Alors que l’enquête progresse sur la mort de Quentin Deranque, de nouvelles interrogations émergent sur le dispositif de sécurité mis en place le jour des faits. Selon Mediapart, les renseignements territoriaux étaient informés d’un happening de militantes d’extrême droite devant Sciences Po Lyon, sans qu’une présence policière visible ne soit déployée. Un enchaînement qui alimente les critiques sur la gestion des tensions autour de la venue de Rima Hassan.
La mort de Quentin Deranque continue de susciter de vives interrogations, au-delà du seul cadre judiciaire. Alors que plusieurs suspects ont été mis en examen, des zones d’ombre persistent sur les conditions dans lesquelles les affrontements ont éclaté à proximité de Sciences Po Lyon.
Selon les informations révélées par Mediapart, les renseignements territoriaux auraient été avertis depuis plusieurs jours du projet de happening des militantes du collectif Némésis devant l’établissement.

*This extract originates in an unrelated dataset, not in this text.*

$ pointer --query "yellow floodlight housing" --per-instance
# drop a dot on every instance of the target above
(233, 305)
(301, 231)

Cette action devait se tenir en marge d’une conférence organisée dans un climat politique particulièrement tendu, marquée par la venue de Rima Hassan, personnalité régulièrement ciblée par l’extrême droite.
Pourtant, aucune présence policière visible n’aurait été déployée aux abords immédiats de l’institut, ne serait-ce qu’à titre dissuasif. Ce n’est qu’au moment où des étudiants de Sciences Po Lyon ont commencé à repousser la poignée de militantes que les forces de l’ordre ont été appelées. Des camionnettes de police ont ensuite été stationnées dans une rue adjacente, mais à l’opposé du tunnel où se déroulaient les affrontements les plus graves.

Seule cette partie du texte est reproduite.